My FF cache folder is where it's supposed to be in XP SP3, not in a custom location. CC finds it with no trouble, but deletes the whole cache folder, not just the contents. FF is slow to start the next time I launch it. The first thing it does is create the new cache folder. Is there a setting (I'm just getting started today with CC, and love it, but have lots to learn) that will make CC empty the folder but leave the folder?
wait, I think kroozer's answer is backwards, as this will just double clean Firefox cache. Ccleaner should be emptying not deleting by default try to uncheck the following in ccleaner and see if you no longer have the problem
It may run smoothly, but it has to create a new cache folder every time you use CCleaner with Internet Cache checked under Firefox. That's just more writing to the disk, and fragmenting. It's no really big deal, but since I check my caches for all three browsers every night before I shut down for the night, when I started using CCleaner to replace the antique Empty Temp Folders 2.8.3 (which has the options of emptying any folders INSIDE your cache and leaving those folders in the cache folder, or emptying the whole cache, folders and all, but leaving the cache folder itself there), I immediately noticed that I saw an (almost) empty TIFs and an empty Chrome Cache folder, but got a popup from Windows that said "There AIN'T no Cache folder there no more" or words to that effect when I tried to check my Firefox cache folder. Thought it was worth checking out here.

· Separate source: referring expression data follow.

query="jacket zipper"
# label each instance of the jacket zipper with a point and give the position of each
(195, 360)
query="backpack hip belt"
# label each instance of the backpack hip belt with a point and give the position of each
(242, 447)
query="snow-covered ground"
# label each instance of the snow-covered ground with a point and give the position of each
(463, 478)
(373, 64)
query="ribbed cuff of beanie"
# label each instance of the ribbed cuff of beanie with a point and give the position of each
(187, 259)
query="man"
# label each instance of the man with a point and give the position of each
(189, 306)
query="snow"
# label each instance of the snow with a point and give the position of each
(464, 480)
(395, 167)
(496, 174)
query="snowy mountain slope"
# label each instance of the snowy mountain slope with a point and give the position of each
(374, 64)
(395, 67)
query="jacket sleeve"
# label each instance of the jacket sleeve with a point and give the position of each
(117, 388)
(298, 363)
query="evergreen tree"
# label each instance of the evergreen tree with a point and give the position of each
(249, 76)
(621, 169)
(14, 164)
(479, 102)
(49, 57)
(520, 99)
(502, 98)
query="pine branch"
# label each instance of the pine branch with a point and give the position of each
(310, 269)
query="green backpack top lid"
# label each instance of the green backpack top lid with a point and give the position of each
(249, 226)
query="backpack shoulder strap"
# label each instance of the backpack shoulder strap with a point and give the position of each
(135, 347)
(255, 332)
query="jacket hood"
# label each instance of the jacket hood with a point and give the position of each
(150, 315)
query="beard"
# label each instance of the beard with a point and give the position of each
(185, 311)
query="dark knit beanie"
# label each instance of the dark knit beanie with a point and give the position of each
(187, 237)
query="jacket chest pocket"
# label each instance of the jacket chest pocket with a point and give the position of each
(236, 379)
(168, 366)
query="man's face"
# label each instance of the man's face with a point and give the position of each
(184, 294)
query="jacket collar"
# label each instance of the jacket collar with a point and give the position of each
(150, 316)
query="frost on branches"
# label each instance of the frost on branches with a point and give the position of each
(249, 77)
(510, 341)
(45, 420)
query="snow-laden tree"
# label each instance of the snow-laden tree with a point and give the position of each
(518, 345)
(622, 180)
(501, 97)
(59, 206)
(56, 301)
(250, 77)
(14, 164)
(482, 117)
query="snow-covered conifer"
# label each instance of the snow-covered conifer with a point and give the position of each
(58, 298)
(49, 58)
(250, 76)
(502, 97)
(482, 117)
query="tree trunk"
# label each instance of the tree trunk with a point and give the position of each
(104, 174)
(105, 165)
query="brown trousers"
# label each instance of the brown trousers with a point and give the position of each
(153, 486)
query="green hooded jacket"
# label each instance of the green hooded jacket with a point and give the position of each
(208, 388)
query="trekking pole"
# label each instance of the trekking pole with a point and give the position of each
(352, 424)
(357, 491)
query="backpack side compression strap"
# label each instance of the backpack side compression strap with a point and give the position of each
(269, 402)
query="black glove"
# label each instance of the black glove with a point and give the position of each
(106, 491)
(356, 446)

the developers read all threads but never comment. However it is possible that they will see your point and change the cleaning logic for the cache folder.

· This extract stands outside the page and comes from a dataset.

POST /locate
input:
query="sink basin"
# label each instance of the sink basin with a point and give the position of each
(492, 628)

The latest version of CCleaner is still wiping out the Firefox Cache folder, not just its contents. Is there some explanation for this? Is there something about the FF Cache folder that makes it necessary to delete the *folder* in order to clean it out?
Speed? Recreation of a folder (update a couple of entries in the MFT) should be very fast - unnoticeable really.
Whilst that is how Firefox ought to work - and very probably would work even on XP + SP3 if Firefox was totally removed and then cleanly installed,
I cannot help wondering if in-place updates forced by the crazy rabid update cycles have corrupted the installed code and/or the user profiles,
and perhaps this particular installation spends a while trying to add contents to a Cache folder before it recognises the Cache folder needs to be created.
There have been requests for CCleaner to remove empty folders and this has been resisted with the argument that some Applications create requisite folders upon installation,
and they are broken if the "empty" folder is removed.
Ideally Piriform should accept that argument as applying to all of its cleaning rules for all applications - including Firefox.
The alternative is for individual users to perform clean installs of any application which has lost the capability of RE-creating afresh its own folders.
Thanks for that affirmation, Alan. It doesn't seem like a cockroach, just a tiny bug like a common ant, but I think it's worth either changing or explaining (if it can't be changed without affecting something else).